Armed with that little bit of information you already have an idea as to how you will be viewed by an overseas bank and how successful your mortgage application is likely to be.

Don’t get caught out like a client who was referred to us by an Independent Financial Advisor.

She had spent £430,000 on two properties and had remortgaged their UK property to the hilt and ploughed all their savings into the two apartments and still needed £60,000 to complete their purchase. After discussing her situation we had to inform her that she failed the lenders’ DTI ratio and wouldn’t qualify for a mortgage.

To add insult to injury we had to break the news to her that the property wasn’t on an approved development list for finance and therefore a mortgage wasn’t available even if she had qualified.

The client had spoken to a UK-based solicitor who didn’t even specialise in UK conveyancing let alone overseas and he’d allegedly told her that there were no problems purchasing in Dubai or arranging a mortgage.

The problems lie in the fact that full legal title to land as well as property isn’t straightforward in Dubai. For a Dubai property to qualify for a mortgage it has to be on a list of approved developments.

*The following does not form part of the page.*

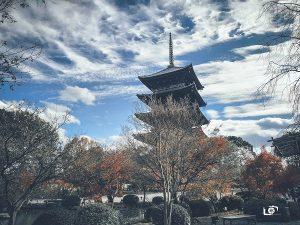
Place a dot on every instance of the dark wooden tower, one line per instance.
(178, 82)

If it is not on the list then the client is not able to raise a mortgage on the property and will have to raise the balance from other assets or pay cash. If they cannot do this then they are unable to complete their purchase.

We get many calls from potential clients looking for Dubai mortgages as their properties near completion and they need to raise mortgage finance to enable to complete on the property. These clients were told by the company selling them the property that the mortgage and legal title would be sorted at the time of completion. What these clients are now finding is that this isn’t the case.

Finally, if you are relying on a Dubai mortgage to complete the deal, speak to an overseas mortgage specialist who can check the list of approved developments and arrange any finance for you.